XXII DOMENICA DEL TEMPO ORDINARIO anno B – Mc 7,1-8.14-15.21-23
Vivere un Cristinamesimo autentico
Dopo la proclamazione del capitolo sesto di Giovanni, la liturgia continua la lettura di Marco. La riflessione del pane sembra ripresa dalla discussione iniziata dai farisei, scandalizzati dai discepoli, i quali “prendono cibo con mani impure” (Mc 7,2). I connazionali del Maestro, infatti, credendo di obbedire alle leggi di Dio, non mangiavano se non si lavavano le mani (v.3); in realtà, essi identificavano la fedeltà del “Dio vicino” (Dt 4,7) di cui parla Mosè con quelle “altre cose” che si fanno “per tradizione” (Mc 7,4).
La risposta del Signore agli scribi e ai farisei ci aiuta a comprendere la necessità di vigilare sulla purezza delle nostre pratiche. Il Maestro invita ciascuno di noi a non cadere nella tentazione di aggiungere qualcosa alla religione: l’essenza del cristianesimo è condivisione, non egoismo e neppure arrivismo a svantaggio di altri fratelli. Dio ha condiviso con l’uomo se stesso nel Figlio; e noi, ugualmente, dobbiamo condividere ciò che abbiamo ricevuto nel battesimo e nella partecipazione ai sacramenti con i più poveri, con quelli che hanno fame di giustizia e verità.

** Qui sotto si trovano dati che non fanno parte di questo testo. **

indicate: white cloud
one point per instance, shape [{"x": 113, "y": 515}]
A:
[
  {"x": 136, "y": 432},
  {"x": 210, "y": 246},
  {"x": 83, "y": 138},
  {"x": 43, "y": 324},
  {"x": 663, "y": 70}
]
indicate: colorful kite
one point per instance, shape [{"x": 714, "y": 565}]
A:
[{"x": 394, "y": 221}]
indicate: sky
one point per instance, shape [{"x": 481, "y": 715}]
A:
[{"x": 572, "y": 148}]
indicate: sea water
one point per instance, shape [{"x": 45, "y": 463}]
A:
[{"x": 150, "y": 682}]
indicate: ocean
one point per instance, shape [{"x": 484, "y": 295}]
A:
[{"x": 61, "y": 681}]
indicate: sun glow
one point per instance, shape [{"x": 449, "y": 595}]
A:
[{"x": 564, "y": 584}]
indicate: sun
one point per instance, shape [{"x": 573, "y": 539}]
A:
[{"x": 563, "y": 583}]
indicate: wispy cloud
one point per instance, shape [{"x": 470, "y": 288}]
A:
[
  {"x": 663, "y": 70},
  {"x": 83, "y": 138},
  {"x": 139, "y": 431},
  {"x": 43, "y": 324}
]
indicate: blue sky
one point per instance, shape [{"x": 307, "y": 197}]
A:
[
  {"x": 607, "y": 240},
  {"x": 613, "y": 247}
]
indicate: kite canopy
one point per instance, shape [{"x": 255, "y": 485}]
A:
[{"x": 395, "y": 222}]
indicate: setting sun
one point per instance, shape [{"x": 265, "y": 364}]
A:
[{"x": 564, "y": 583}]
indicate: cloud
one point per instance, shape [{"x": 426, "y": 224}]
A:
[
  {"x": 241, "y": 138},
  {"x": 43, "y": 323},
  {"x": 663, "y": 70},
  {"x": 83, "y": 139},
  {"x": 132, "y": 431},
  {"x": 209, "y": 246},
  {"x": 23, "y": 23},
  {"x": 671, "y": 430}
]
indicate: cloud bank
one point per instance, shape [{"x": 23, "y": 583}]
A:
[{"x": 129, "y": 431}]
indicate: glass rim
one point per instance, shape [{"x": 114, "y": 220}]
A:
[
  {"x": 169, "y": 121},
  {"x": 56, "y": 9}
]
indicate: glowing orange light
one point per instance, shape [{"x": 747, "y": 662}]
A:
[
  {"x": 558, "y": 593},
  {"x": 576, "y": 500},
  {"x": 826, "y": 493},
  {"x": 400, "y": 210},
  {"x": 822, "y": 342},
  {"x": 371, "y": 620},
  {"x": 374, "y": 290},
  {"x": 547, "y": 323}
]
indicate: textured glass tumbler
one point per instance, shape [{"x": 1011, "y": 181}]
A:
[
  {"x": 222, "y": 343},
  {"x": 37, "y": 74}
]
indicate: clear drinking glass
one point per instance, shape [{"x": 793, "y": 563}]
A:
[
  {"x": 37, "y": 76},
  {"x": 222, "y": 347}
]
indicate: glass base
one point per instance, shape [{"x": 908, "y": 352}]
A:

Dunque, l’essenza del nostro essere cristiani è la carità, l’amore che trasforma i cuori. A partire da un simile contesto, è possibile spiegare le parole del Salvatore: “dal cuore degli uomini escono i propositi di male” (v.21). Egli afferma che la creatura, senza l’aiuto divino, senza la conversione, il ritorno a Lui, non compie il bene, bensì esprime solo una meccanica religiosità, che non è cristianesimo. Ciò che Gesù vuole è che il rapporto con Dio e con le cose della vita in generale, non debba essere valutato sulla scorta di atteggiamenti più o meno rispondenti a delle leggi o a delle norme o a dei modi di fare ricevuti da chi ci ha insegnato la fede (le tradizioni), ma sull’intensità del nostro legame con Dio e con la vita, ovvero sul “cuore” che ci mettiamo quando facciamo qualcosa.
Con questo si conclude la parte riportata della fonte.